The Wild Lily movement in 1990 was seen as pivotal to the self-governing island’s first direct, democratic presidential and legislative elections in 1996, while the Wild Strawberry movement in 2008 emerged out of a protest against alleged police violence and abuse of power.
Ho from the National Taiwan University pointed out that “the Sunflower Movement was of course a consequential event that contributed to the DPP’s victory in the 2014 local election and the 2016 presidential election. But as the time passed by, the effect waned.”
During the Sunflower movement in 2014, young protesters temporarily took control of the national legislature in protest against a free trade agreement with China which the then-ruling KMT government tried to ratify in an undemocratic manner.
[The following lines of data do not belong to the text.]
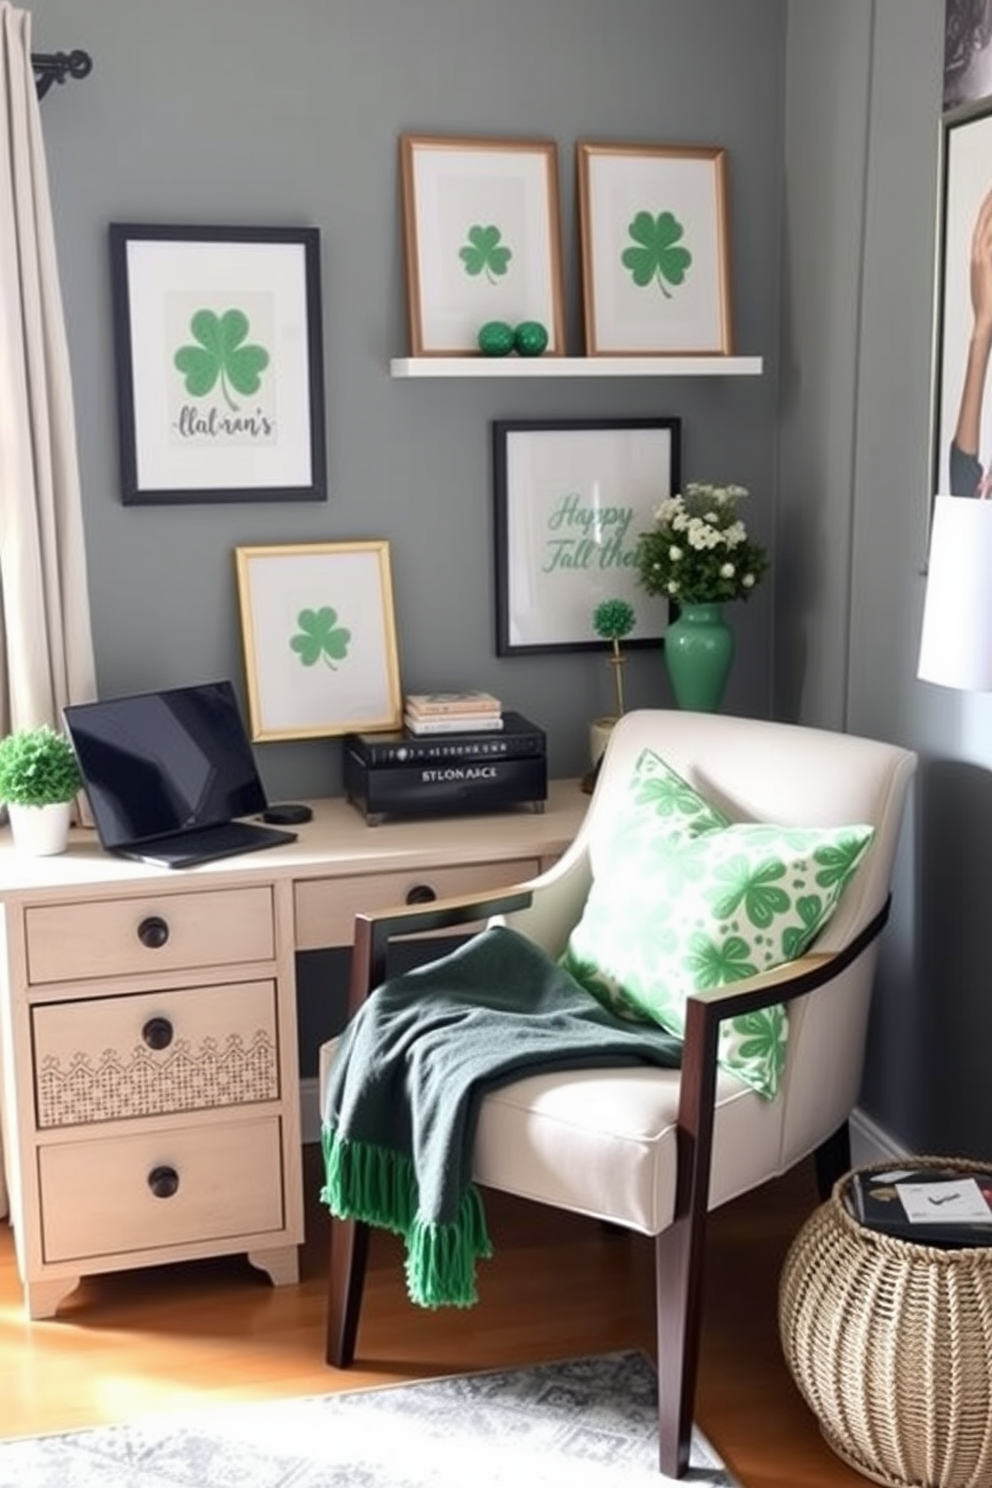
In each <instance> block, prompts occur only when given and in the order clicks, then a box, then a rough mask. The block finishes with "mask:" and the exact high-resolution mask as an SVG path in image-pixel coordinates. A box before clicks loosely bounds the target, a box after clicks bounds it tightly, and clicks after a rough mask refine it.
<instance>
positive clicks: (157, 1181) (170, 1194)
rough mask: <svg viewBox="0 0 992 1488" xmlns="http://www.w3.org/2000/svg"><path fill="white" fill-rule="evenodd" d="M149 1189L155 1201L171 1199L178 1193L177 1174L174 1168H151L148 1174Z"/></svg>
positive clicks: (164, 1167)
mask: <svg viewBox="0 0 992 1488" xmlns="http://www.w3.org/2000/svg"><path fill="white" fill-rule="evenodd" d="M149 1187H150V1189H152V1193H155V1196H156V1199H171V1198H173V1195H174V1193H177V1192H178V1173H177V1171H175V1168H165V1167H162V1168H152V1171H150V1173H149Z"/></svg>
Protesters feared the agreement would lead to a greater dependence on China.
“Nevertheless, I would say the core values that undergirded the Sunflower Movement — such as the assertion of Taiwanese identity, the rejection of incorporation into a China-centered economy, and young people’s claim about rising inequalities — still remain till now,” he said, adding that these values “no longer empower the DPP.”
While those same values may have driven TPP at this elections, Taiwanese have also voted for other third-party candidates in the past — but they often fall by the wayside, unable to break the rotating KMT-DPP grip on power.
“If Ko and his party are able to work together to yield this power effectively, they could remain an important force in politics,” Newland said, referring to TPP’s eight seats in parliament.
“But that will require the party to be less focused on Ko as an individual, to set clearer policy goals, and to work together, and it’s not clear that those things will happen in a party that has until now been really centered on just one person,” she added.